J.K.: Wszystko co uznajemy, że powinno być zautomatyzowane. Od najmniejszych rzeczy – nowe zamówienia dzielą się na statusy (np. nieopłacone zamówienia, które wymagają naszej interwencji i przypomnienia klientowi o płatności), mamy statusy pakowania, kompletacji, przejścia do kuriera, sortowni i ostatecznie trafienia do konsumenta. Następnie mamy blok dotyczący reklamacji, zwrotów, pomyłek w dostawie. Mamy aż 35 różnych statusów, akcji automatycznych w BaseLinkerze mamy prawie 100. W tym roku współpracowaliśmy z Coca-Colą, Żabką, Harnasiem. Zastanawialiśmy się wtedy, jak to wszystko zautomatyzować, aby jednocześnie było dopasowane do modelu sprzedaży, który ustaliliśmy z kontrahentem. To wszystko jest żywe i odpowiada na nasze realne potrzeby.
Czy w procesie magazynowo-logistycznym też macie wszystko zautomatyzowane?

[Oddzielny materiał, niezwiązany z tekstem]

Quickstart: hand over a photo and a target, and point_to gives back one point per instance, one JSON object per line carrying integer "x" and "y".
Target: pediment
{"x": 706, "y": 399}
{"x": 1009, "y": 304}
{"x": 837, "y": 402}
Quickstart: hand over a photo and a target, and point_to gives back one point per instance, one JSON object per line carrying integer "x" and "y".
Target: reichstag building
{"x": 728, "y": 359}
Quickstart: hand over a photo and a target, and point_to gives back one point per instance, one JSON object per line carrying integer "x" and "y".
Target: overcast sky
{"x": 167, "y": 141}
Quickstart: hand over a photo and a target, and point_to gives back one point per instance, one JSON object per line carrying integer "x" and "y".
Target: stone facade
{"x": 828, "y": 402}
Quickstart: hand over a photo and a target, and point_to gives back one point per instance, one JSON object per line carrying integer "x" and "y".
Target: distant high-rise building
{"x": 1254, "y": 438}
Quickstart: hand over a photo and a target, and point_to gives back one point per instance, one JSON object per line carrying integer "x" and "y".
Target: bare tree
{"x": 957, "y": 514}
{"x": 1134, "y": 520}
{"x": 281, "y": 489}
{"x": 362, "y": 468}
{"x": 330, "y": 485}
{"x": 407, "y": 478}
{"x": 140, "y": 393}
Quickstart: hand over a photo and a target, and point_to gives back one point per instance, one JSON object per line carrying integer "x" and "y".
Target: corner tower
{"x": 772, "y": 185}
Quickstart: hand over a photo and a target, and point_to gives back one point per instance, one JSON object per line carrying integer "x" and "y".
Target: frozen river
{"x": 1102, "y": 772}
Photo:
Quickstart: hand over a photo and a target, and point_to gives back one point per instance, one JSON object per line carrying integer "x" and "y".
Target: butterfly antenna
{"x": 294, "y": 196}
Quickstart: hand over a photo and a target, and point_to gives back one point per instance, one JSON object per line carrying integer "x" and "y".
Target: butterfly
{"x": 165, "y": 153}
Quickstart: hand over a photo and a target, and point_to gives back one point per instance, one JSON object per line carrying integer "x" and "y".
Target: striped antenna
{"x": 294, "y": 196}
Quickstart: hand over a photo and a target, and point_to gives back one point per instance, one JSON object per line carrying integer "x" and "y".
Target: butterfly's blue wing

J.K.: Kiedy zamówienie trafia do nas, jest ono drukowane i przekazywane do kompletacji, następnie do pakowania. Obecnie mamy dwie stacje do pakowania. Planujemy zrobienie back-upowej trzeciej stacji, ponieważ doszliśmy do wniosku, że mamy bardzo skalowalne procesy. Ponadto mamy połączonego BaseLinkera ze Slackiem, na którym pracujemy w ramach komunikacji w zespole. Jeśli wypadają pojedyncze błędy dotyczące etykiet, to od razu nas specjalista dostaje informację, że trzeba się tym zająć.
Z których automatyzacji jesteście najbardziej zadowoleni i bez których ciężko byłoby pracować efektywnie?
J.K.: W zasadzie wszystkie, ale absolutną podstawą jest integracja z kurierami. Łącznie mamy obecnie 25 integracji w BaseLinkerze. Jeśli chodzi o kurierów to pracujemy z Inpostem, DPD, UPS, DHL. Mamy w sklepie możliwość dodawania komentarza do zamówienia, więc ustawiliśmy sobie taką automatyzację, że kiedy wpada zamówienie z komentarzem, to od razu idzie do danego statusu, żeby nie przeoczyć tej informacji od klienta. Dziennie jesteśmy w stanie obsłużyć 700-800 zamówień. Biorąc pod uwagę fakt, że u an występuje fluktuacja i sezonowość. W gorszych momentach spływa ok. 4000 zamówień, w lepszych ok. 8000-9000. Jesteśmy na to przygotowani już i peaki nas nie zaskakują. Wcześniej mieliśmy problemy z przepustowością, teraz to wyskalowaliśmy.